É a neutralidade, portanto, que pode assegurar que novos produtos briguem com gigantes digitais estabelecidos sem serem prejudicados na linha de largada. Com essa garantia, o melhor tem a maior chance de vencer. A regulamentação da neutralidade dependerá de consulta prévia ao Comitê Gestor da Internet (CGI) e à Anatel – inicialmente, a proposta previa que a regulamentação se daria via simples decreto do Executivo, mas o governo teve de ceder nesse ponto para viabilizar a votação.

Também terminou derrotada a proposta governista que queria obrigar empresas estrangeiras que atuam no Brasil (caso de Facebook, Google e Netflix, entre muitas outras) a instalar data centers para guardar dados de usuários brasileiros. A ideia foi incorporada ao projeto no fim de 2013 – uma exigência da presidente Dilma Rousseff para dar uma "resposta diplomática" à suspeita de espionagem de agências americanas a dados de empresas e cidadãos brasileiros. A proposta — que não encontra paralelo em nenhuma parte do mundo — foi duramente criticada por especialistas. Além de desconsiderar a infraestrutura planetária da web, não teria o resultado pretendido pelo Planalto: evitar a interceptação de dados privados pelos espiões. Um efeito colateral, contudo, era certo: o encarecimento de serviços locais.

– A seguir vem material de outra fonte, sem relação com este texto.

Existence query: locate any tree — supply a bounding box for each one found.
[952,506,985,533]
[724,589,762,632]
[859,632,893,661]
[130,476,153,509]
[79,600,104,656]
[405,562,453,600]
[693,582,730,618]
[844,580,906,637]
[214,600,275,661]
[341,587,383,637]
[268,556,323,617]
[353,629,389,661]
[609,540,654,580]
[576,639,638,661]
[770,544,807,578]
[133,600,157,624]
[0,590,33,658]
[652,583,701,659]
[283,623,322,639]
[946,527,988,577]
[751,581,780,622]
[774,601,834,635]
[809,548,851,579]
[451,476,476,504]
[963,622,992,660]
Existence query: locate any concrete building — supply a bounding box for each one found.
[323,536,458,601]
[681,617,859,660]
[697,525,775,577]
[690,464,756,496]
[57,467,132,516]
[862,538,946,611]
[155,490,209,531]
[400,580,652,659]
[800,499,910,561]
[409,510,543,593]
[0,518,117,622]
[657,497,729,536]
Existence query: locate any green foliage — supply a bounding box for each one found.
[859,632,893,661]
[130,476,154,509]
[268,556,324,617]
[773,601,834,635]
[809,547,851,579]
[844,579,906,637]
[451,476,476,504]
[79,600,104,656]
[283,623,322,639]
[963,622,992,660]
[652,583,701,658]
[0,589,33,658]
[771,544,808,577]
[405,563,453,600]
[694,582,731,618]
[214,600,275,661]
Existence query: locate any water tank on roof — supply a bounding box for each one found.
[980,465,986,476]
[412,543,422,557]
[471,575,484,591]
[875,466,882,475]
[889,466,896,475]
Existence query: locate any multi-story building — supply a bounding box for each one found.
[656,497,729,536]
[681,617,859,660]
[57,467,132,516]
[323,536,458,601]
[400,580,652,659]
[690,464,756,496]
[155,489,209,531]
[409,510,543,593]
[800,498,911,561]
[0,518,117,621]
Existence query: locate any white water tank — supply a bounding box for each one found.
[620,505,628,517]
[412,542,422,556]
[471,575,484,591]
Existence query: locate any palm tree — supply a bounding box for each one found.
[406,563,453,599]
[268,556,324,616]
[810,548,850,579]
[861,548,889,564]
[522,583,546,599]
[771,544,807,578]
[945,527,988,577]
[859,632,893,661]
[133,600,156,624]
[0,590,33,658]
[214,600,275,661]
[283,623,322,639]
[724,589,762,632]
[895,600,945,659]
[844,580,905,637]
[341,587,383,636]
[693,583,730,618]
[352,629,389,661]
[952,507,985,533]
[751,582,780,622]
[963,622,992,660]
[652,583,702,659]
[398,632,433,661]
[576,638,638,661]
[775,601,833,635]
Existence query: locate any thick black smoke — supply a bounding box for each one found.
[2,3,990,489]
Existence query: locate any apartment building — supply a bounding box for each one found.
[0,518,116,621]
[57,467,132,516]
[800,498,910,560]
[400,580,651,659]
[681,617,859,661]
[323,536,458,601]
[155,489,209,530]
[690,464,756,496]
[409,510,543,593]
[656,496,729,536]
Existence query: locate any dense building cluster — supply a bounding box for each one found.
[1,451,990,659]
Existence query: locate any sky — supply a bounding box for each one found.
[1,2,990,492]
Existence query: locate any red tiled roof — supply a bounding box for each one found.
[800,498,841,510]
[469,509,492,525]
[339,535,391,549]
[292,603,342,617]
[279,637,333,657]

O Marco Civil proíbe ainda que provedores de conexão à rede (empresas como Oi, Vivo, GVT e NET) armazenem registros de navegação de usuário. Por fim, entre as grandes disposições, o projeto de lei ordena provedores de serviços web a excluir definitivamente dados do usuário quando este encerra sua conta. Dessa forma, ficam protegidos fundamentos essenciais ao florescimento contínuo da internet brasileira — como concorrência, inovação, competitividade —, ao mesmo tempo em que o usuário ganha maior proteção e privacidade no ambiente virtual.
A nova disposição sobre a guarda de dados de navegação do usuário é outro acerto do Marco Civil. O texto proíbe que provedores de conexão à internet armazenem registros que permitam saber quais sites foram acessados pelos usuários e quando. Hoje, os usuários podem escolher se circulam ou não pela web logados a sites como Google e Facebook, fornecendo informações de navegação a eles. Eles não têm a mesma escolha em relação aos provedores de conexão, daí a importância de estabelecer limites para o uso que essas empresas podem fazer dos registros de navegação dos seus clientes.
O texto aprovado nesta terça também traz disposições gerais sobre importância da rede e os direitos dos usuários. É o caso dos artigos que tratam da privacidade e liberdade de expressão. Apesar de terem despertado a atenção do mundo nos últimos meses, em especial após a divulgação das suspeitas de espionagem americana, esses temas já são contemplados na Constituição Federal. Não há novidade, portanto.
O Marco Civil começou a ganhar forma em 2009, com o objetivo de disciplinar o uso da rede, estabelecendo direitos e obrigações de seus atores. Em 2011, a versão final foi apresentada ao Legislativo e passou a ser discutida na Câmara. Representantes de empresas circularam pelos bastidores do poder tentando influenciar os rumos da discussão.